Question

A heavy rope of mass m and length 2L is hanged on a smooth little peg with equal lengths on two sides of the peg. Right part of the rope is pulled a little longer and released. The rope begins to slide under the action of gravity. There is a smooth cover on the peg (so that the rope passes through the narrow channel formed between the peg and the cover) to prevent the rope from whiplashing.

(a) Calculate the speed of the rope as a function of its length (x) on the right side. (b) Differentiate the expression obtained in (a) to find the acceleration of the rope as a function of x. (c) Write the rate of change of momentum of the rope as a function of x. Take downward direction as positive (d) Find the force applied by the rope on the peg as a function of x. (e) For what value of x, the force found in (d) becomes zero? What will happen if there is no cover around the peg?

Answer 1

(a) $v(x) = \sqrt{\frac{g}{L}}(x-L)$ for $x \ge L$ (b) $a(x) = \frac{g}{L}(x-L)$ (c) $\frac{dp}{dt}(x) = m\frac{g}{L}(x-L)$ (d) $F_{peg}(x) = \frac{mgx(2L-x)}{L^2}$ (e) The force becomes zero for x=0 and x=2L. If there is no cover around the peg, the rope might lose contact with the peg (whiplash) if the required normal force is not provided, leading to a different motion than described.

Answer 2

The problem involves a rope sliding over a peg, and we need to find expressions for its speed, acceleration, momentum change, and the force on the peg, along with a discussion of what happens without a cover on the peg.

Detailed Solution:

(a) Speed as a function of x:

Using conservation of energy, we find the potential energy difference as the rope slides. The initial potential energy is $U_i = -mg\frac{L}{2}$. At a later time, the potential energy $U(x)$ is given by:

$$U(x) = -\frac{mg}{2L}[x^2 - 2Lx + 2L^2]$$

The kinetic energy is $K(x) = \frac{1}{2}mv^2$. Applying conservation of energy:

$$\frac{1}{2}mv^2 - \frac{mg}{2L}[x^2 - 2Lx + 2L^2] = -mg\frac{L}{2}$$

Solving for $v$:

$$v(x) = \sqrt{\frac{g}{L}}(x-L)$$

This is valid for $x \ge L$.

(b) Acceleration as a function of x:

The acceleration $a$ is the derivative of velocity with respect to time. Using the chain rule:

$$a = \frac{dv}{dt} = \frac{dv}{dx}\frac{dx}{dt} = v\frac{dv}{dx}$$

Given $v(x) = \sqrt{\frac{g}{L}}(x-L)$, then $\frac{dv}{dx} = \sqrt{\frac{g}{L}}$.

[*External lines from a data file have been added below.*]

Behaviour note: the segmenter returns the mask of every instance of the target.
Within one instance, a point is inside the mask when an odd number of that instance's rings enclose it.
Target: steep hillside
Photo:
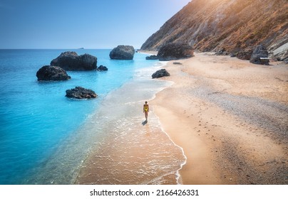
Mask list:
[[[287,0],[193,0],[141,50],[158,50],[163,44],[181,41],[202,51],[231,52],[262,43],[270,53],[281,51],[283,59],[288,55],[287,11]]]

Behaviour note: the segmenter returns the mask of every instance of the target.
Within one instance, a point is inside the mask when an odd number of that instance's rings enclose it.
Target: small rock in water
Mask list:
[[[53,65],[44,65],[36,73],[38,81],[59,81],[71,78],[61,68]]]
[[[97,70],[98,70],[98,71],[106,71],[106,70],[108,70],[108,68],[107,68],[107,67],[101,65],[98,68],[97,68]]]
[[[91,99],[97,97],[97,95],[94,91],[90,89],[86,89],[81,87],[76,87],[73,89],[67,90],[67,97],[76,99]]]
[[[161,69],[159,70],[157,70],[155,72],[154,72],[152,75],[152,78],[159,78],[162,77],[165,77],[165,76],[170,76],[170,73],[167,72],[166,69]]]

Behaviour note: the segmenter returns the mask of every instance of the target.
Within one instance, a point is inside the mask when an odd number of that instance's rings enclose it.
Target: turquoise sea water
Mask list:
[[[68,71],[70,80],[38,82],[37,70],[67,50],[95,55],[98,65],[107,66],[108,71]],[[110,51],[0,50],[0,184],[48,183],[35,181],[34,176],[55,158],[59,147],[71,145],[70,138],[97,112],[106,96],[131,80],[135,71],[157,63],[145,60],[146,55],[140,53],[135,53],[133,60],[110,60]],[[65,91],[76,86],[92,89],[98,98],[66,97]],[[81,161],[77,153],[70,158],[76,156]],[[49,169],[47,172],[53,173],[53,168]]]

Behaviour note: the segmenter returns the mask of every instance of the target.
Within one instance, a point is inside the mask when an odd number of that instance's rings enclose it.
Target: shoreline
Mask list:
[[[163,131],[152,107],[148,122],[143,122],[144,102],[170,84],[150,77],[161,66],[136,71],[132,81],[107,96],[93,119],[101,120],[106,136],[91,149],[75,184],[179,183],[182,149]]]
[[[150,104],[187,156],[183,184],[287,184],[287,68],[205,53],[178,62]]]

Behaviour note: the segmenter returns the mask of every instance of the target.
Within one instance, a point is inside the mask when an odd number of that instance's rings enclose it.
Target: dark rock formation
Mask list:
[[[157,55],[150,55],[146,57],[147,60],[158,60],[158,57]]]
[[[99,71],[106,71],[106,70],[108,70],[108,68],[107,68],[107,67],[106,67],[106,66],[104,66],[104,65],[100,65],[98,68],[97,68],[97,70],[99,70]]]
[[[287,0],[193,0],[149,37],[141,50],[182,42],[202,52],[225,48],[231,53],[262,43],[284,60],[288,55],[287,10]]]
[[[71,77],[61,68],[52,65],[44,65],[36,73],[38,81],[67,80]]]
[[[152,75],[152,78],[160,78],[162,77],[165,77],[165,76],[170,76],[170,74],[168,72],[167,72],[166,69],[161,69],[159,70],[157,70],[155,72],[154,72]]]
[[[51,65],[66,70],[92,70],[97,68],[97,58],[89,54],[78,55],[75,52],[68,51],[53,59]]]
[[[269,65],[268,51],[263,45],[258,45],[254,50],[250,63],[255,64]]]
[[[92,90],[76,87],[73,89],[67,90],[66,97],[76,99],[90,99],[97,97],[97,95]]]
[[[188,58],[193,56],[193,49],[186,43],[171,43],[162,46],[157,56],[161,61]]]
[[[240,50],[238,53],[236,53],[236,57],[238,59],[243,60],[249,60],[251,58],[251,55],[252,53],[252,50]]]
[[[120,45],[114,48],[110,52],[109,56],[112,60],[133,60],[134,54],[135,50],[133,46]]]

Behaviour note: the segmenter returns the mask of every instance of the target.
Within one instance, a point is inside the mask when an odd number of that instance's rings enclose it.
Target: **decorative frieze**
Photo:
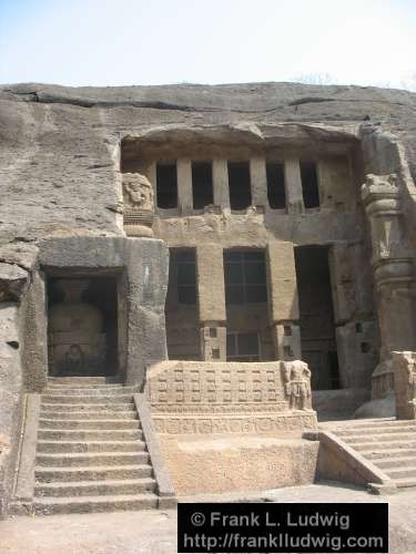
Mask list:
[[[316,427],[307,365],[164,361],[145,392],[161,433],[273,432]]]

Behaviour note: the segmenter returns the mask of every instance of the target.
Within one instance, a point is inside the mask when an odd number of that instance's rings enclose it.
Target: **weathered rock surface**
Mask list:
[[[191,125],[217,125],[216,138],[261,143],[284,123],[286,137],[315,133],[325,140],[327,133],[334,141],[336,133],[354,136],[363,122],[404,142],[415,177],[416,94],[406,91],[295,83],[1,86],[0,184],[8,202],[0,206],[0,244],[122,235],[120,137],[163,140],[166,126],[187,137]],[[151,125],[160,127],[152,136]]]

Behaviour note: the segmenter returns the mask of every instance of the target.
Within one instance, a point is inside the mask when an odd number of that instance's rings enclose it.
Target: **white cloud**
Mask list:
[[[1,9],[4,0],[0,0]],[[12,2],[12,0],[10,0]],[[28,0],[0,20],[0,82],[415,81],[414,0]],[[416,83],[415,83],[416,84]]]

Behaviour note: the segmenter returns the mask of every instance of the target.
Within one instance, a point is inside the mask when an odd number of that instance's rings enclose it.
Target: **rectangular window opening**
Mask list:
[[[286,189],[284,165],[278,163],[266,164],[267,198],[272,209],[286,207]]]
[[[177,207],[176,162],[159,162],[156,164],[156,197],[160,208]]]
[[[315,162],[301,162],[301,179],[305,208],[319,207],[319,186]]]
[[[248,162],[229,162],[231,209],[245,209],[252,204]]]
[[[194,209],[214,204],[211,162],[192,162],[192,196]]]
[[[264,252],[224,252],[225,302],[243,305],[267,301]]]

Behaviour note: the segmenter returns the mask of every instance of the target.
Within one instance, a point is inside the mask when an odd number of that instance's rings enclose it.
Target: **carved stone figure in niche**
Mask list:
[[[105,363],[105,334],[101,311],[82,299],[89,281],[61,279],[62,302],[49,312],[49,363],[52,375],[100,375]]]
[[[123,174],[124,230],[134,237],[152,237],[154,195],[150,181],[140,173]]]
[[[416,419],[416,352],[392,352],[397,419]]]
[[[283,366],[283,379],[291,410],[310,410],[311,371],[307,363],[295,360]]]

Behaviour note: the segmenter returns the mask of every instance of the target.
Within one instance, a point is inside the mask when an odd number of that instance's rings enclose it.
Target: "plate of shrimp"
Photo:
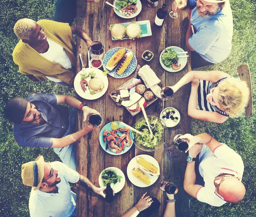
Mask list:
[[[118,128],[113,130],[111,122],[106,124],[99,133],[99,143],[106,152],[113,155],[119,155],[128,151],[133,144],[133,135],[130,129],[120,124]]]

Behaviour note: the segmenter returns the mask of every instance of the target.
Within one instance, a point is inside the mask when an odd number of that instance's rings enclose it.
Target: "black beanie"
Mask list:
[[[21,124],[26,110],[28,101],[21,97],[12,99],[3,109],[6,118],[15,124]]]

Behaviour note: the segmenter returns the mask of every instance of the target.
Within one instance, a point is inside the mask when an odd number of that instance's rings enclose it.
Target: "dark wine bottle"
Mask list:
[[[166,11],[167,6],[167,5],[164,3],[163,4],[162,8],[160,8],[157,10],[157,15],[155,18],[155,23],[157,26],[160,26],[163,25],[163,20],[167,14],[167,12]]]
[[[106,194],[106,202],[108,203],[111,203],[113,201],[113,189],[110,186],[110,183],[107,184],[107,188],[105,189],[105,194]]]

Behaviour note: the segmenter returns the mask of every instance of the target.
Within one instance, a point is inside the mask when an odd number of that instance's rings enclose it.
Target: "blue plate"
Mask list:
[[[120,122],[117,122],[118,123],[118,124],[119,125],[119,127],[118,128],[125,127],[124,126],[123,126],[122,125],[120,124]],[[130,146],[125,146],[125,150],[123,151],[122,151],[122,152],[121,152],[120,153],[115,153],[115,152],[111,151],[109,149],[107,149],[106,150],[106,145],[107,142],[104,142],[104,141],[103,141],[103,132],[105,130],[109,130],[111,132],[112,131],[112,129],[110,127],[110,125],[111,125],[111,123],[112,123],[112,122],[111,122],[110,123],[109,123],[107,124],[106,124],[105,126],[104,126],[103,127],[102,129],[102,130],[100,131],[100,133],[99,133],[99,143],[100,144],[100,145],[101,145],[102,148],[103,149],[103,150],[106,152],[108,153],[109,154],[112,154],[113,155],[120,155],[121,154],[125,153],[125,152],[127,152],[127,151],[128,151],[130,150],[130,149],[131,148],[131,146],[132,146],[132,145],[133,144],[133,133],[131,132],[131,130],[130,131],[130,136],[131,136],[131,145]],[[118,132],[117,134],[119,136],[120,136],[121,135],[122,135],[122,133],[119,133],[119,132]]]
[[[122,48],[122,47],[115,47],[115,48],[112,48],[112,49],[111,49],[108,52],[107,52],[107,53],[106,53],[106,55],[104,56],[104,58],[103,58],[103,66],[104,69],[106,69],[107,64],[110,58],[112,57],[114,54],[120,48]],[[125,48],[125,53],[131,51],[129,49],[127,49],[127,48]],[[130,63],[130,64],[128,66],[127,68],[122,75],[120,75],[116,73],[117,67],[116,67],[112,71],[109,71],[109,73],[108,74],[108,75],[113,77],[114,78],[125,78],[126,77],[128,77],[130,75],[131,75],[134,71],[136,68],[136,67],[137,66],[137,59],[136,58],[134,54],[133,53],[132,54],[133,57],[131,63]]]
[[[130,23],[120,23],[122,25],[125,27],[126,28],[126,26],[129,24],[130,24],[133,23],[130,22]],[[152,31],[151,31],[151,27],[150,26],[150,21],[149,20],[143,20],[137,21],[135,23],[138,24],[140,26],[141,29],[141,32],[140,35],[141,35],[141,38],[145,37],[147,36],[151,36],[152,35]],[[111,24],[110,27],[112,27],[115,24]],[[112,41],[116,40],[123,40],[124,39],[129,39],[129,37],[125,34],[125,36],[122,39],[115,39],[114,37],[111,36],[111,38]]]

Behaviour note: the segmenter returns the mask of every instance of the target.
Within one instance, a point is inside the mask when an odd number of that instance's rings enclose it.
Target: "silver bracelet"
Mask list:
[[[175,201],[176,201],[175,199],[173,199],[173,200],[166,199],[166,202],[168,202],[168,203],[174,203],[174,202],[175,202]]]
[[[75,142],[76,142],[77,140],[76,140],[76,139],[74,139],[74,137],[73,137],[73,136],[72,135],[72,134],[71,134],[71,137],[72,137],[72,139],[73,139],[73,140],[74,140]]]
[[[135,206],[134,206],[134,207],[135,207],[135,208],[137,208],[137,209],[138,210],[138,211],[139,211],[139,212],[140,212],[140,210],[139,210],[139,209],[138,208],[138,207],[137,207],[136,205],[135,205]]]

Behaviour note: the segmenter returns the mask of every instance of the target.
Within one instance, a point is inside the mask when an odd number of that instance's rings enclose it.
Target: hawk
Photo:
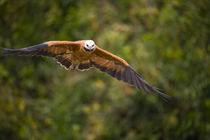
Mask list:
[[[67,70],[84,71],[96,67],[145,93],[156,94],[164,99],[170,97],[146,82],[125,60],[99,48],[93,40],[48,41],[21,49],[0,49],[7,55],[53,57]]]

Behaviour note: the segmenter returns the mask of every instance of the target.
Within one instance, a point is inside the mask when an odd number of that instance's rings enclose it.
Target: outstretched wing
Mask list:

Thus, the acceleration is:

$$a(x) = \frac{g}{L}(x-L)$$

(c) Rate of change of momentum:

The rate of change of momentum is $\frac{dp}{dt} = ma$. Using the acceleration from part (b):

$$\frac{dp}{dt}(x) = m\frac{g}{L}(x-L)$$

(d) Force applied by the rope on the peg:

The tension in the rope is $T(x) = \frac{mgx(2L-x)}{2L^2}$. The force applied by the rope on the peg is twice the tension:

$$F_{peg}(x) = 2T(x) = \frac{mgx(2L-x)}{L^2}$$

(e) Value of x for zero force and effect of no cover:

The force is zero when $x(2L-x) = 0$, which gives $x = 0$ or $x = 2L$.

If there is no cover, the rope may lose contact with the peg (whiplash) if the required normal force is not provided, leading to a different motion. The cover ensures the rope stays in contact, providing additional constraint force if needed.